Assume a 1 GiB file. If each 6,464-byte is hashed with a 64 byte
SHA-512 (SHA2) checksum, there's 9,900,990 bytes of first-level
overhead. To transfer this 9.9 MiB of hashes, we use the BitTorrent
(still under attack from the spoofing adversary) we hash each 6,464
byte chunk with SHA-512 for an additional 98,029 bytes of second-level
overhead. Recursing again, the third-level file of hashes is 970
bytes. The sum of the infinite series is 10 MiB, or 1% of the original
1 GiB file. The chunk size 6,464 was chosen for one-percent overhead;
obviously tweakable for different overheads and checksum widths.
For downloading, the metainfo file need only contain the ``root''
checksum, and first the client would download the depth-1 portion of
the hash tree. This should be easy because it's the first thing
everyone downloads, so there should be lots of copies. Then using the
hashes of the depth-1 level, download the next level, eventually
working to the leaves which contain the actual data, in 6,464 byte
chunks.
We assume no propagation of information of what peers are bad, because
that is a hard problem. (Who do you trust?)
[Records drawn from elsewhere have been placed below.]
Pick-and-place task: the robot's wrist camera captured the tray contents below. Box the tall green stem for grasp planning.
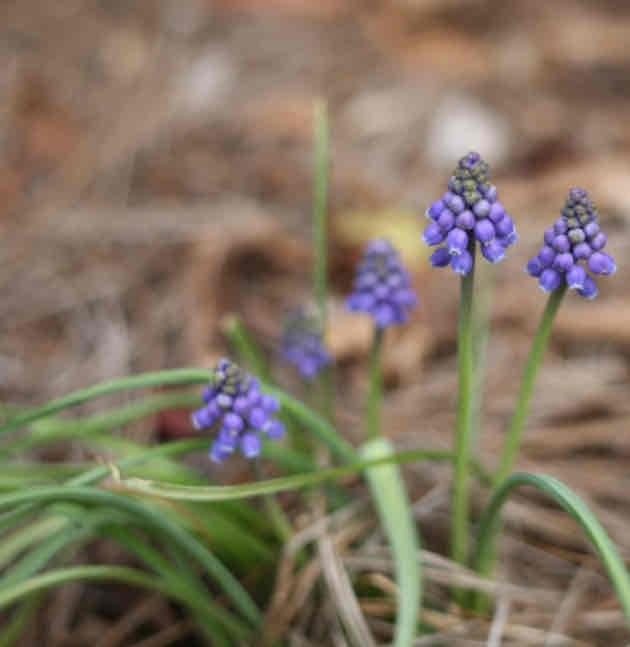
[494,284,567,487]
[365,328,383,439]
[313,101,333,420]
[451,241,475,564]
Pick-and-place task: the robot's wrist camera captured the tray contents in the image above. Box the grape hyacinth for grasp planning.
[279,308,332,379]
[422,153,516,276]
[526,189,617,299]
[191,359,284,463]
[346,238,418,329]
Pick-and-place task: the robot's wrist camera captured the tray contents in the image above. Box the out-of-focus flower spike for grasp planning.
[346,238,420,328]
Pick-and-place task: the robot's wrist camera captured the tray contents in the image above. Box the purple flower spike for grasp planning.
[191,359,284,463]
[423,153,516,275]
[526,189,617,299]
[280,308,334,380]
[347,239,418,328]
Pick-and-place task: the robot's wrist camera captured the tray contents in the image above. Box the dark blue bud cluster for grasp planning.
[191,359,284,463]
[422,153,516,275]
[279,308,332,379]
[526,189,617,299]
[346,239,418,328]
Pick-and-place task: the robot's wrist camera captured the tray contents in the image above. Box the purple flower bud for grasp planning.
[584,220,599,238]
[217,426,239,452]
[591,231,607,251]
[216,393,234,409]
[494,216,514,238]
[451,251,472,276]
[241,431,260,458]
[448,195,466,213]
[446,227,468,255]
[525,256,544,276]
[422,222,444,245]
[437,209,455,232]
[544,227,556,247]
[372,283,390,301]
[475,218,495,243]
[429,247,451,267]
[455,209,475,229]
[588,252,617,274]
[573,243,593,261]
[206,386,217,402]
[473,200,490,218]
[481,238,505,263]
[538,268,562,292]
[488,202,505,222]
[552,252,573,272]
[551,234,571,254]
[578,274,597,301]
[553,218,569,235]
[232,395,249,415]
[538,245,556,267]
[565,265,587,290]
[497,229,518,249]
[567,229,586,245]
[223,412,245,431]
[426,200,444,220]
[190,407,213,429]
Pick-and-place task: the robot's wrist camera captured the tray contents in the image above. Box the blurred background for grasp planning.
[0,0,630,645]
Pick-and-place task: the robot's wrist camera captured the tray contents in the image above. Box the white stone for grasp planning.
[425,94,511,169]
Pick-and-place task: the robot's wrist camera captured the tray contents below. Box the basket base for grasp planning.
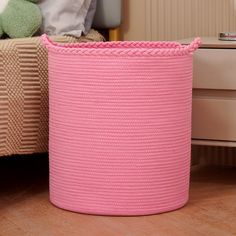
[50,198,188,216]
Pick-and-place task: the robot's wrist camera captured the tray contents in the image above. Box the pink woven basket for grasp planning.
[42,35,200,215]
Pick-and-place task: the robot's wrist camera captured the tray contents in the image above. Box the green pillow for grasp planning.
[0,0,42,38]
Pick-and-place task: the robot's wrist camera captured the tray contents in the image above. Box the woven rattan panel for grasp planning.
[0,30,103,156]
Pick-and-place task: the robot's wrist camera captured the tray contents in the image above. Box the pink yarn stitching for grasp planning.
[41,34,201,56]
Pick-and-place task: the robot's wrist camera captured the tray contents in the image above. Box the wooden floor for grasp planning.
[0,155,236,236]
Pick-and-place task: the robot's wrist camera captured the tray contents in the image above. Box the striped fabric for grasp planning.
[0,30,103,156]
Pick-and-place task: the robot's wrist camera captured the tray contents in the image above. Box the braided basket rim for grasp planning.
[41,34,201,56]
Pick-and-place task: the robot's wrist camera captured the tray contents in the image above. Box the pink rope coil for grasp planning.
[41,34,201,56]
[45,35,201,215]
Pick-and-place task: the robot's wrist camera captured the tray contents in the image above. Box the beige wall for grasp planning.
[123,0,236,40]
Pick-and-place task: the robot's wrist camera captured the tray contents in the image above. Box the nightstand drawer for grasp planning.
[193,48,236,90]
[192,98,236,141]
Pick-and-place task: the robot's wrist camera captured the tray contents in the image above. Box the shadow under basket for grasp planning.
[41,35,200,215]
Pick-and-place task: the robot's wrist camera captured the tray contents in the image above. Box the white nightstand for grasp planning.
[181,38,236,147]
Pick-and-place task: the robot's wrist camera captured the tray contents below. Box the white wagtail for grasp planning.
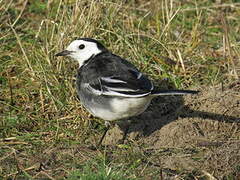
[56,38,198,144]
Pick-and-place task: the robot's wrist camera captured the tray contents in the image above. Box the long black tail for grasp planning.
[152,90,199,96]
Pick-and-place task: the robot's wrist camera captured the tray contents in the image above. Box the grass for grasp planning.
[0,0,240,179]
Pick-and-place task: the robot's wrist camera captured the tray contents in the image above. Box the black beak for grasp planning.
[55,50,72,56]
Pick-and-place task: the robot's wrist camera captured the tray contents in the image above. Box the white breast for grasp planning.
[91,97,152,121]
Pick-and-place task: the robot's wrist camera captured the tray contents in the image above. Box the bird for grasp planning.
[55,37,198,145]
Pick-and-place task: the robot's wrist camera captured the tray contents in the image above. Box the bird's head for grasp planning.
[55,38,107,67]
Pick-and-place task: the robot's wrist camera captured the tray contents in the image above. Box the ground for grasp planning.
[0,0,240,180]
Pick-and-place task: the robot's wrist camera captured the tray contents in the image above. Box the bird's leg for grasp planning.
[118,121,130,144]
[120,124,130,144]
[97,121,110,147]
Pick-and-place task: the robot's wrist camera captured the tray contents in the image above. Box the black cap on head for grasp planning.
[77,38,107,51]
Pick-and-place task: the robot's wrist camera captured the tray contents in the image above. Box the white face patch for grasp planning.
[66,40,101,67]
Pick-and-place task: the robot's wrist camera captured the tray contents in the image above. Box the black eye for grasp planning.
[79,44,85,49]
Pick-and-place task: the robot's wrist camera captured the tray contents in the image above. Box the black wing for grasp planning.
[82,53,153,97]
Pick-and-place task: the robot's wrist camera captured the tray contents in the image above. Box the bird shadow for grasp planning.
[119,96,240,136]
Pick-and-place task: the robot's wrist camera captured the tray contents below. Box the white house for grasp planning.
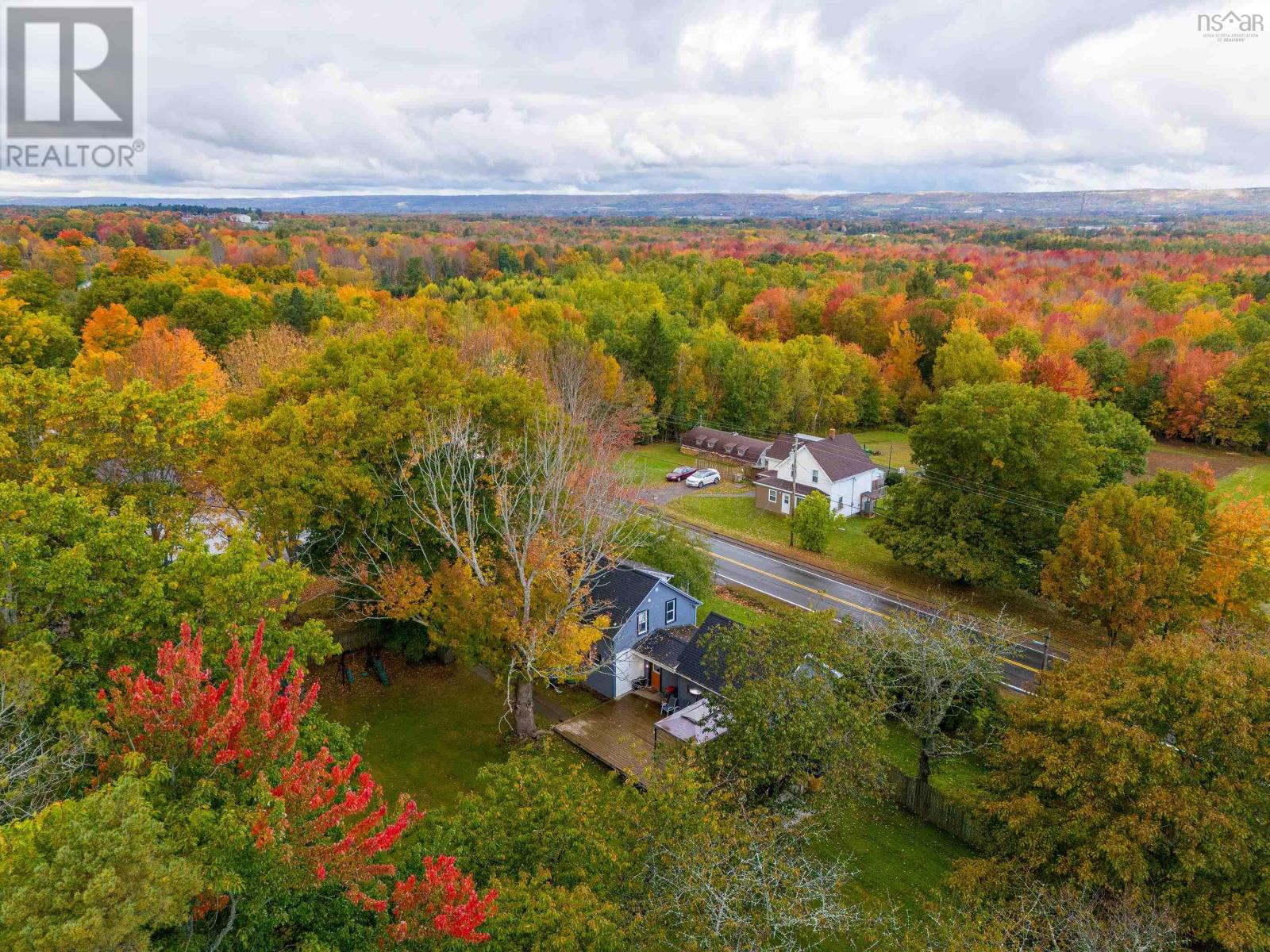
[754,430,887,516]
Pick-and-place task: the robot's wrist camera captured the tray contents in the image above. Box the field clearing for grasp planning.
[1147,442,1270,501]
[855,430,913,470]
[665,495,1103,649]
[314,654,972,910]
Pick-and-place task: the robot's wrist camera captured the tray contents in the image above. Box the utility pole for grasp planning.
[790,433,798,548]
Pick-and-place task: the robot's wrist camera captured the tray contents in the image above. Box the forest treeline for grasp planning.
[0,209,1270,448]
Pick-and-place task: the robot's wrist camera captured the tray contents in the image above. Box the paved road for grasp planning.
[684,527,1068,693]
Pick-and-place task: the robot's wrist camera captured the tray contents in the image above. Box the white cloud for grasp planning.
[10,0,1270,197]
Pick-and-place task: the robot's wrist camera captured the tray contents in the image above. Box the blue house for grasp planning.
[631,612,737,712]
[587,562,701,698]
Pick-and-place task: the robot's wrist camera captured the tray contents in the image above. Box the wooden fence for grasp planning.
[887,766,984,849]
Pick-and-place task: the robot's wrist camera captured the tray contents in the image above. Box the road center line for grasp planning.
[713,552,1041,674]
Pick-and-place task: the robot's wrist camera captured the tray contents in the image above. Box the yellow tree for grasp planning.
[1195,497,1270,631]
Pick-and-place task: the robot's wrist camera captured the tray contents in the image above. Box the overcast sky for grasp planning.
[0,0,1270,197]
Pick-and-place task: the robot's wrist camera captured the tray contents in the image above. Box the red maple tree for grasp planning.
[98,622,494,943]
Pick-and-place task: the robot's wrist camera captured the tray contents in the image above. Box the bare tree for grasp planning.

One assumes it is worth it to waste 6,464 bytes of download to mark
that a particular peer (an IP / port tuple?) is bad. With 100,000 bad
nodes however, that's up to 646,400,000 bytes of wasted communication.
Furthermore, during the time it takes to test all those bad nodes, the
adversary can change IP addresses. Ugh.
Probabilistically, though, assume the adversary only has resources to
create a 100:1 bad-node to good-node ratio (this is still a tremendous
number of nodes for popular files which my have hundreds or thousands
of real downloaders, i.e., good nodes). Assuming a swarm size of 20,
we need to ask 2,000 machines to find 20 good nodes, so wasted
communication of 1980*6464=12.8 MiB of wasted communication.